If I were to describe it further, it is as if this drug was attempting to separate my soul from my body inside my own head. That it was trying to make me view my soul and my body as two entirely different things rather than being joined. This is known in psychology as depersonalisation.
I remember looking at my hands one time and thinking 'I don't identify with my hands. These aren't my hands'. I then looked at my hands and felt I was looking out the eyes of a gigantic human construct the size of the statue of liberty. That all of my surroundings were very small and I was gigantic. I later found out that depersonalisation is a very common symptom of marijuana usage but combined with everything else it completely put me off ever smoking it again. I have never had an experience like that with any other drug, even DXM/Cough Syrup or magic mushrooms.
I've spoken to other people about this and have heard very similar stories. One of them being about sex and lust rather than eating and digestion, but very similar in nature. They saw in their minds eye giant penises and throbbing vaginas banging eachother and orgasming in pleasure so intense that it was unnatural to experience (their words). I'm glad I never had something like that come into my mind.
I hope this makes sense. It's very difficult to describe and sounds like schizophrenia but I have never experienced anything like that again since. Weed really does something to the mind of those who are spiritually inclined. I have no idea how some people can just say "dude weed, it's like totally chill". Weed, for me, is not some chill out passive drug, its an entire hallucenogenic experience on par with mushrooms (thought pattern wise).

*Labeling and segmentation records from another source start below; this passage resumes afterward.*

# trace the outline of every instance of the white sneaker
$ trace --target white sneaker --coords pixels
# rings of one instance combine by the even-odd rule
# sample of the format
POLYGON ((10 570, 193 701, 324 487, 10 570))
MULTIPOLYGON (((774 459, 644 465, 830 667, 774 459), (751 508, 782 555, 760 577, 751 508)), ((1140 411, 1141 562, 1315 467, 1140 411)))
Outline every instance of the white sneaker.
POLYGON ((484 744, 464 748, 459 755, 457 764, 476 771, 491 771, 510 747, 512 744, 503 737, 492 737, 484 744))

This is a comment from the youtube video linked underneath describing yet again, something similar:
"I have no idea how so many people can handle weed. That stuff is crazy powerful. I had awful words and phrases appear in my mind. They were not from me but some outside source. On two different occasions I had open eye visuals. I was amazed at how wise it can make you but the hell comes at you pretty quickly. After the first few times of it being amazing it just became hell."
Also, that is a fantastic video you should watch. Makes so much sense considering what I have written here.
Be careful with mind altering substances.